The Chosen on the left whispered in his ear, then looked at Kama through the glass. She laughed although no sound carried through. And then she slid her tongue into his ear and bit into his lobe, then laughed and playfully patted the Elder on his arm.

Dusty knew that the girls represented what Kama was once. Her previous world, her life was presently quite dead to her inside. Kama quietly stood in line with her newly found friends. All that power simply fell upon her as chains and binds and folds over her eyes, as power often does.

And it occurred to her once again that all her life she was a prisoner and it was now, at this precise moment while she stared across the glassed block barrier into her past, that to be truly free a pivot must bear down. A pivot that must be birthed and breathed into life. A moment where everything truly changes forever.

And as she stood there she did not move nor blink nor heave her chest or shuffle her feet, not so much as a single centimeter while the Chosen woman pulled her hand away from the Elder’s arm. The Elder grabbed a Coilgun from a nearby Raider fellowman who stood in brief surprise as he pulled the weapon out of his arms. The Elder fired the weapon straight at Kama’s face, straight in. Everyone nearby except Kama ducked and recoiled in response to the sudden assault.

The Coilround bit hard into the glass. It slowed to a stop even as it came to within twenty centimeters from an otherwise deadly exit. Whatever the glass barrier was made from, it held.

It held!

The small tunnel created by the Coilround oozed away as the glass, if you could even call it glass any more, liquified and healed its newborn wound. The Elder waved his hands up in a rage and pointed to the glass. He clearly shouted a command then every Raider within view aimed their Coilguns and other weapons into it and fired all at once. On the other side faint sounds came through, like hums,
wuuummm wummmmm wummmm.
Everyone backed away from the glass in horror. A few screamed in shock at the massive attack. Yet the barrier did not fall as the bullets buried themselves and halted somewhere in between. Kama however still stood directly in front of the glass, alone, unmoved.
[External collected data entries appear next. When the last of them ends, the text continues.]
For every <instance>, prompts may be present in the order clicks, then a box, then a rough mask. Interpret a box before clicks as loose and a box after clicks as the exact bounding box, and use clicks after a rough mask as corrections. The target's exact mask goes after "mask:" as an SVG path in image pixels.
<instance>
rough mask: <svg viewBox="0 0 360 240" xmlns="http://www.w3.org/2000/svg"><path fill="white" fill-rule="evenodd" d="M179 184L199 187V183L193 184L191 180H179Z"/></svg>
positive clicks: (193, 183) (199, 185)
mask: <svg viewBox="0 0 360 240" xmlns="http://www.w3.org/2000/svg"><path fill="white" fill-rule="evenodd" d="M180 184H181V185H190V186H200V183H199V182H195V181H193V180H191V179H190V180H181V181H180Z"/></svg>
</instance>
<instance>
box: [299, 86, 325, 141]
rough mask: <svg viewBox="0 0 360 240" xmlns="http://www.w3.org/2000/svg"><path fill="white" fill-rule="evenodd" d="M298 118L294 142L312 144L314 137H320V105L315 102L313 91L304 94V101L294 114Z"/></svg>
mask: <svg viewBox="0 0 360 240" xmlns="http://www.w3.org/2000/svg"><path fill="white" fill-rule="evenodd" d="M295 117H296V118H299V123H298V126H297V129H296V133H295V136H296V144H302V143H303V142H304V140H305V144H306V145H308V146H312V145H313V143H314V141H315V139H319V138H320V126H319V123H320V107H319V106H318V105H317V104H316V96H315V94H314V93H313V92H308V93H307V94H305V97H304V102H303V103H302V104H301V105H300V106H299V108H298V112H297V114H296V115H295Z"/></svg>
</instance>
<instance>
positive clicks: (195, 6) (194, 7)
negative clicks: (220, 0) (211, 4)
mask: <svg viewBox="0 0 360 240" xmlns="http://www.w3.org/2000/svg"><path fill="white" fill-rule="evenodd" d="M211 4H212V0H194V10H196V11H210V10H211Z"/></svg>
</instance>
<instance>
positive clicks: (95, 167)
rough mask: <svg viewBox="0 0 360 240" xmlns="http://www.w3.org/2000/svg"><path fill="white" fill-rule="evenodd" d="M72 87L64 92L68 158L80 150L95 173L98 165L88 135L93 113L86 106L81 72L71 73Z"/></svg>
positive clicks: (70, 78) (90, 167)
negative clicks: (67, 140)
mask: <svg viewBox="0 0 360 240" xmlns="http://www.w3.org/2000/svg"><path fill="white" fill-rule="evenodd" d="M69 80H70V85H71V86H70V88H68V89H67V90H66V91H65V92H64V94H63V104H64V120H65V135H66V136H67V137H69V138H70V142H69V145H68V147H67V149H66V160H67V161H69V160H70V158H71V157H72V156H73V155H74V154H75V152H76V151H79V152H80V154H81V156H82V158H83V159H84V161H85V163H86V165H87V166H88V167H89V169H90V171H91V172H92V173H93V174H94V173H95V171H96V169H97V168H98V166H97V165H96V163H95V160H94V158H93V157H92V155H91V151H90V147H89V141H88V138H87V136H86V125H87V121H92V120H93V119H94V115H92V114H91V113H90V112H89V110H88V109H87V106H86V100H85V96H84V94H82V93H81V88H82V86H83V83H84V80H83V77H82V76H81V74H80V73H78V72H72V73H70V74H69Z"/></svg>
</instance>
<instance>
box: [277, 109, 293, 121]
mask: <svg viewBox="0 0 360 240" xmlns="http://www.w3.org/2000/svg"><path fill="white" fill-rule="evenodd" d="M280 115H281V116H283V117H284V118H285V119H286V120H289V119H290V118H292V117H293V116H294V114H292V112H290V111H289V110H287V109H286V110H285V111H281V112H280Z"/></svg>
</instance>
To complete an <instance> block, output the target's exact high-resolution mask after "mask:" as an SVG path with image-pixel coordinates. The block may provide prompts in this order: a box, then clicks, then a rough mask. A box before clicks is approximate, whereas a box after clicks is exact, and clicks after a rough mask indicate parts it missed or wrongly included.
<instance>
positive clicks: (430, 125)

She stood there as magnificently and beautifully as anyone made of this earth or even elsewhere for that matter could possibly stand.

The Elder laughed and smirked and then shook his head. He threw the Coilgun away, now useless as anything against the cavern floor. He stared at Kama and she at him, his face red and pulsed with venom and scale against the traitor Chosen.

He shouted out to the Raiders around him even though no words could be heard from the other side. And then the Elder walked away and disappeared beyond the crowded warriors.

The people of the Polar City slowly made their way back to the glass barrier where Kama stood alone. “What is this stuff made of?” Julian asked while he stared at the Coilrounds embedded deep within the glass, like so many flies trapped in fossil amber.

Kama looked at him with a glossbare faraway smile. She shrugged and said, “I don’t know.” She peeled off her leather battle helmet and continued to look at the Raiders who shuffled around and discussed the situation in small circles. She recognized a few of them from days gone by.
So strange
, Kama thought. She never imagined in her most eccentric dreams that she would someday stand in opposition to her old clan in an alien underground city a thousand kilometers away, the glass between. Once she could have any of them executed with a simple wave or word. Now they gathered against her, against the barrier as they relentlessly inspected the cavern walls for any sign of an exploitable crack or imperfection to end her days alive.

A few moments later the Elder returned to the glass with a cloth rolled around his right hand, probably a coat fragment borrowed from a fellow Raider. He held it up to the glass and drove a small fighting knife into it to hold it in place. A barely audible
wwwuummm
transversed the glass as the knife’s black-steel blade bit into it. Written onto the cloth were three simple words in English.